Warren Washington became one of the first developers of groundbreaking atmospheric computer models in collaboration with Akira Kasahara when he came to NCAR in the early 1960s. These models, which use fundamental laws of physics to predict future states of the atmosphere, have helped scientists understand climate change. As his research developed, Washington worked to incorporate the oceans and sea ice into climate models. Such models now include components that depict surface hydrology and vegetation as well as the atmosphere, oceans, and sea ice.
He has more than 150 publications and an autobiography, "Odyssey in Climate Modeling, Global Warming, and Advising Five Presidents." "An Introduction to Three-Dimensional Climate Modeling," written by Washington and Claire Parkinson in 1986 and updated in 2005, is a standard reference in the field.
Washington's past research involved using general circulation models and the Parallel Climate Model.
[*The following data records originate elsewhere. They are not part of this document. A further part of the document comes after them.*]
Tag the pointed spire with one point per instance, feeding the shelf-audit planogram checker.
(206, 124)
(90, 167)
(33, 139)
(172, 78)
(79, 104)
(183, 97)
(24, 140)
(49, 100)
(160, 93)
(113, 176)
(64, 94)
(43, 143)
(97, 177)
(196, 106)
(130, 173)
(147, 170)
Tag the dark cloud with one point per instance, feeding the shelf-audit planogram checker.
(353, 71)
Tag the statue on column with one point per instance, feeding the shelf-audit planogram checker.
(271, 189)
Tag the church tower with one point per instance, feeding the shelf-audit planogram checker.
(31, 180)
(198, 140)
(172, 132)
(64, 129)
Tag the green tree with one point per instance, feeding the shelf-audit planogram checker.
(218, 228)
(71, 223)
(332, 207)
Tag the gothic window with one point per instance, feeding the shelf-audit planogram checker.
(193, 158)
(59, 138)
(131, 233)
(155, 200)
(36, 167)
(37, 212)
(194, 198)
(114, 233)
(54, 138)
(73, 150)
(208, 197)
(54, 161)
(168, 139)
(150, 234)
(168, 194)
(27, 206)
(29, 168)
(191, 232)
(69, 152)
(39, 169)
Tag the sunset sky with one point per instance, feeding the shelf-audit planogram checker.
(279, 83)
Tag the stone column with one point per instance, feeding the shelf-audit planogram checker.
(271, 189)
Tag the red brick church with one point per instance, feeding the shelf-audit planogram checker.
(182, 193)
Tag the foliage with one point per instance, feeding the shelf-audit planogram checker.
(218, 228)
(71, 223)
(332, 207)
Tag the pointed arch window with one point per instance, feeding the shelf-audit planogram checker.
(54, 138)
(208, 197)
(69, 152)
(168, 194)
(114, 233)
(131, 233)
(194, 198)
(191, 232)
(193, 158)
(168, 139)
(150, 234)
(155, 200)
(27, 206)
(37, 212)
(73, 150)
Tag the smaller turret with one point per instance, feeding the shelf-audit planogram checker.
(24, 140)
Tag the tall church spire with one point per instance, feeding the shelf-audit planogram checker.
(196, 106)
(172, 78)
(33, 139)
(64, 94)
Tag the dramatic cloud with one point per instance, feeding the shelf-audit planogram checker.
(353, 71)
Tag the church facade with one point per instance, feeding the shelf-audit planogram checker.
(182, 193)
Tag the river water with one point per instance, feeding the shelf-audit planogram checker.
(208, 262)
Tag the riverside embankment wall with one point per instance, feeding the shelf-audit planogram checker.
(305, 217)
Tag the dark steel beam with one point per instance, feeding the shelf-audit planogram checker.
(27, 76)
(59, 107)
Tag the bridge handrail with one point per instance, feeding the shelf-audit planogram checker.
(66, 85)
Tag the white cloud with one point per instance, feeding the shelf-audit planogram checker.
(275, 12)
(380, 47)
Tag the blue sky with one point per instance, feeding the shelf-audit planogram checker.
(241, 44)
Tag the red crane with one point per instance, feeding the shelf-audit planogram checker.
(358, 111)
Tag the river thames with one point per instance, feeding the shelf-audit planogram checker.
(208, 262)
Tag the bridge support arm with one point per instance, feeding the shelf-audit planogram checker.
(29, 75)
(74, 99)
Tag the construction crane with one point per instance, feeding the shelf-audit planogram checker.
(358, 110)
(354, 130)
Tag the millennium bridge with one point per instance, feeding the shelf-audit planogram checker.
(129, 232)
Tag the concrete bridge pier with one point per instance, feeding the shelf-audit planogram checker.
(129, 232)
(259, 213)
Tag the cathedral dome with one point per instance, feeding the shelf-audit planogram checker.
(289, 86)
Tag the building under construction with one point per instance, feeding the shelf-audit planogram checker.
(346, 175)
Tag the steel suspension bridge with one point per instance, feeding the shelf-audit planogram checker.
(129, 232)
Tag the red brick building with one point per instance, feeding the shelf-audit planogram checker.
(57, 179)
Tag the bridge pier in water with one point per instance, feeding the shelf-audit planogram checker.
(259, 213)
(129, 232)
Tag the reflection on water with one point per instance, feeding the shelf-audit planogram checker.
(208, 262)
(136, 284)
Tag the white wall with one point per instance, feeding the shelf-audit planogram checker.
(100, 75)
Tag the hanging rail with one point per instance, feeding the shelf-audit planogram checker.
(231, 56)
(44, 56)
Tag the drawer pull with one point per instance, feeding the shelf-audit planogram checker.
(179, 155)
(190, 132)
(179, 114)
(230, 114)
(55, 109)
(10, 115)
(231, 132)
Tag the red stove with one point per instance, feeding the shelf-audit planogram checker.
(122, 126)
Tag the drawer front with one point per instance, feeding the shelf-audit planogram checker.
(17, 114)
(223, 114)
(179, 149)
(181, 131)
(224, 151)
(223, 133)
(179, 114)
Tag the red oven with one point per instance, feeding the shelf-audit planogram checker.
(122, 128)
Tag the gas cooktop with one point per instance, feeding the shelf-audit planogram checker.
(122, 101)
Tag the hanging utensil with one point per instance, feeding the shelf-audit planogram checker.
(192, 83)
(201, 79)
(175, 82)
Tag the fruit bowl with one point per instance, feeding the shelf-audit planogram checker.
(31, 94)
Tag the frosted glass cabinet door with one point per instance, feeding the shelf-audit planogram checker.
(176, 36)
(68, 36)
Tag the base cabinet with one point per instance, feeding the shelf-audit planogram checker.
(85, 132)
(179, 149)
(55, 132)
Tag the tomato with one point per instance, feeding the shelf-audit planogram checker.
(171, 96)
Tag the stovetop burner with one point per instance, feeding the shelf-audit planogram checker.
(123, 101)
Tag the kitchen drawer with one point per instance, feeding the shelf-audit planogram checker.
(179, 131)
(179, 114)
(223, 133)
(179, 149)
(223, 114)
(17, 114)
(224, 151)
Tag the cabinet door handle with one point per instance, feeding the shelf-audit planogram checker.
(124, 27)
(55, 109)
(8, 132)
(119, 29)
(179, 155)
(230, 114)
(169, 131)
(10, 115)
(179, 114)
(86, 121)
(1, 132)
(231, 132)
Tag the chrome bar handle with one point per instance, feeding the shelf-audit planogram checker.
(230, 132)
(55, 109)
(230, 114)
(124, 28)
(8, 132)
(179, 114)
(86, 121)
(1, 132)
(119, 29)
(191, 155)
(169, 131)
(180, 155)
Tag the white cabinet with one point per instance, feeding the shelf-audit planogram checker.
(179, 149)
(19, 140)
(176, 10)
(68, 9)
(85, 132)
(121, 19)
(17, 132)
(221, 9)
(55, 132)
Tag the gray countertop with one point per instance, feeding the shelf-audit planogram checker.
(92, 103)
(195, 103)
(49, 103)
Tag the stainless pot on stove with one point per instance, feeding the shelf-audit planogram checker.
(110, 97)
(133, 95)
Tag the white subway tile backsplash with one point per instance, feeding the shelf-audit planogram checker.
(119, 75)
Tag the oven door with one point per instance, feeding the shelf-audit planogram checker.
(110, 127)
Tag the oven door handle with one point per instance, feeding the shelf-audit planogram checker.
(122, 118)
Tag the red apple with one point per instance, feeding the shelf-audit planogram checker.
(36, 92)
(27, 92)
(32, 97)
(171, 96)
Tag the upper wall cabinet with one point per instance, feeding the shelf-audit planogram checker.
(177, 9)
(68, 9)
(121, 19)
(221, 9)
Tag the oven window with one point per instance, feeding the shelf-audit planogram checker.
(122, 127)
His current research involves using the Community Earth System Model to study the impacts of climate change in the 21st century. Both models were used extensively in the 2007 Intergovernmental Panel on Climate Change assessment, for which NCAR scientists, including Washington, and colleagues around the world shared the 2007 Nobel Peace Prize.
Washington has engaged in research for over 50 years and has given advice, testimony, and lectures on global climate change. Washington has been a member of the President's National Advisory Committee on Oceans and Atmosphere and has had presidential appointments under the Carter, Reagan, Clinton, and Bush administrations. More recently, he served on the National Science Board as a member (1994-2006) and as its chair (2002-2006).
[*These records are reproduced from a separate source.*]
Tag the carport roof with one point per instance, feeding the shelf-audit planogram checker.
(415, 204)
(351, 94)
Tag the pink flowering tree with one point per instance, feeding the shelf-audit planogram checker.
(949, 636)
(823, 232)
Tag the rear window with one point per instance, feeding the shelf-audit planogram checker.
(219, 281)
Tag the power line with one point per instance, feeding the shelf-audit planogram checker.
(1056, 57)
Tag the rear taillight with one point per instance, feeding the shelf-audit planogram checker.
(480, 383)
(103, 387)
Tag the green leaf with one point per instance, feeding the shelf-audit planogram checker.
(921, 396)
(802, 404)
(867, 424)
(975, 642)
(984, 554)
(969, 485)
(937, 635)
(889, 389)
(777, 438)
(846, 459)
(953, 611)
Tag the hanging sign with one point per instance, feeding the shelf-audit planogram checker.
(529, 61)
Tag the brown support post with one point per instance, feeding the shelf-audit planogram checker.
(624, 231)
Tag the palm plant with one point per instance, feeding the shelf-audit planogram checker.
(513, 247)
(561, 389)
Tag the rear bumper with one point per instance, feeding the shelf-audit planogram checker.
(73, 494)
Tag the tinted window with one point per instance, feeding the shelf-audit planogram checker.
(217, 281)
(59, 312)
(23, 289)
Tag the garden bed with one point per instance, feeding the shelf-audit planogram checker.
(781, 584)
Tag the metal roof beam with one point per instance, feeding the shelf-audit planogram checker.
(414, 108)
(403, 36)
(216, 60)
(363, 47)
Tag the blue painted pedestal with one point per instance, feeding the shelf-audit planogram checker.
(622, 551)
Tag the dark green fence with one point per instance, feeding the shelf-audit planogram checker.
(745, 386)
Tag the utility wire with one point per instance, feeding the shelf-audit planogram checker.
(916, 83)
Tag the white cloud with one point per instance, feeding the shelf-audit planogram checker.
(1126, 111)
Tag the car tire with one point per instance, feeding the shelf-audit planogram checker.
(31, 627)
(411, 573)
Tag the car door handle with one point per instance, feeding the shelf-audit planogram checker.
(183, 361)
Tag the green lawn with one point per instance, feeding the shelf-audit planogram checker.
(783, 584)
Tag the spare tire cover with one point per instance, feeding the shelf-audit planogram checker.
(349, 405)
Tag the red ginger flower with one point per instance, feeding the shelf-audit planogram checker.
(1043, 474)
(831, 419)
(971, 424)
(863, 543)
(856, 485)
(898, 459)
Washington has many awards, including being a member of the National Academy of Engineering, the American Meteorological Society, the American Philosophical Society, and the American Academy of Arts and Sciences. He is a past President of the American Meteorological Society and a fellow of the American Geophysical Union. Washington has honorary degrees from Oregon State University, Bates College, and the University of Massachusetts, Amherst, as well as the Vollum award from Reed College. In 2010, he was awarded the National Medal of Science by President Obama, the nation's highest science award "for his development and use of global climate models to understand climate and explain the role of human activities and natural processes in the Earth's climate system and for his work to support a diverse science and engineering workforce."
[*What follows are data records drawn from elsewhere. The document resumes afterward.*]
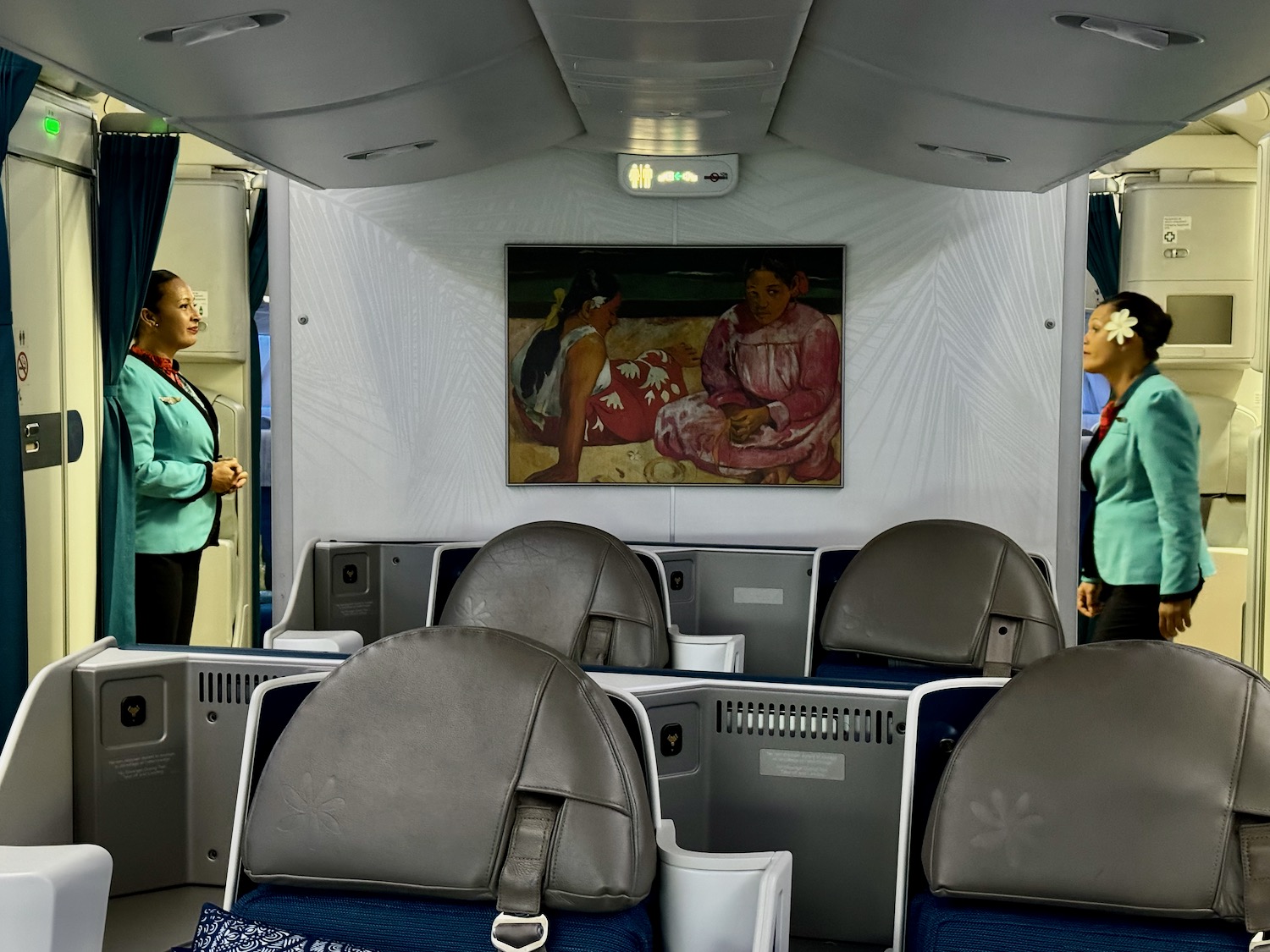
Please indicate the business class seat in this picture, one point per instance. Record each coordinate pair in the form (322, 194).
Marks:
(935, 599)
(573, 588)
(459, 789)
(1110, 797)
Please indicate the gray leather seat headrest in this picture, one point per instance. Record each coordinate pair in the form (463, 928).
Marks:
(935, 592)
(403, 772)
(572, 586)
(1115, 777)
He has served on a number of National Research Committees of the National Academies and is currently serving as chair of the Committee to Advise the U.S. Global Change Research Program.
In support of my nomination for an NCAR Distinguished Scholar Appointment I would offer the following four year work plan:
I plan to continue to help Jerry Meehl with the management responsibilities of the current DOE/UCAR Cooperative Agreement and with its renewal in a couple of years. I will continue to fulfill responsibilities connected with being a CGD Laboratory Senior Scientist and a Principal Investigator of the Cooperative Agreement. I believe these plans are consistent with both the CGD Laboratory plans and the terms and expectations of the DOE Cooperative Agreement. The milestones and timelines of the latter are fully explained in the latest DOE/UCAR Cooperative Agreement and our October 2014 progress report to the DOE.
I also plan to continue my work with the various NRC committees and other committees and boards. In particular, my term as chair on the NRC committee to “Advise the U.S. Global Change Program” runs until 2017. At the discretion of the Chief Scientist, I plan to remain as co-chair of the Community Earth System Model (CESM) Climate Change and Variability Working Group. I also expect to help with the analysis and publication of simulations of present climate and future climate change with different scenarios.
I will continue to work on a new book that explains the historical connection between early climate modeling and our present understanding of climate change. This book will also express some personal views of the future of climate model development as we enter into an era of increasing complexity and higher resolution.
Finally, I will continue my effort to increase diversity in the area of atmospheric and climate science. My efforts will be to give advice and talks when convenient.